It comes as no surprise that wireless routers came top of a recent survey to find the most confusing gadgets. The hours I’ve spent slowly losing my grip on sanity as I try in vain to get the wireless router to find its backside with both hands. It really doesn’t bear thinking about.
To make matters worse, it’s very rarely my own wireless router that’s sending me to the brink of sanity. As the family member with the career most closely akin to an IT helpdesk call centre worker (or at least that’s what my family seems to think), I’m the go-to girl for any technological enquiry. This means I’ve found myself setting up quite a few wireless networks over the years.
Even now the memories haunt me.
The thing is, I write about consumer technology. Gadgets. In the old days, I used to know all kinds of admittedly quite dull information about graphics processors, but even at the height of my nerdlinger knowledge, I was still at the fluffy end of consumer gadget journalism. To this day I have yet to partition a hard drive. I’m not ashamed of this fact. It’s ok to think that programming the macros on a universal remote control is fun without giving a toss about kernals. There’s room on this planet for all kinds of geek.

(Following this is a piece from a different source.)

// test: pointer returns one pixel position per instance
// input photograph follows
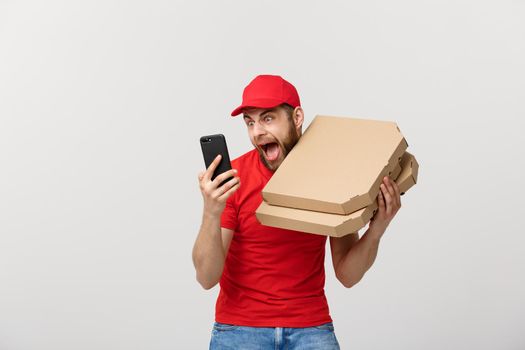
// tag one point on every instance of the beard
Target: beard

Anyway, I’ve meandered away from the point.
The point is that while I may not have a clue why my computer knows how to get to the dslrouter setup page even when the internet isn’t working, I’m still the person in the family who, hour after hour, has sat there with despair, misery and an acute sense of my own insignificance within the universe gnawing away gently at my soul.
Wireless routers have probably sapped away more of my life than any other bit of gadgetry in the house. Apart from the time spent programming the macros on my universal remote control, but what I do with my leisure time is my own business.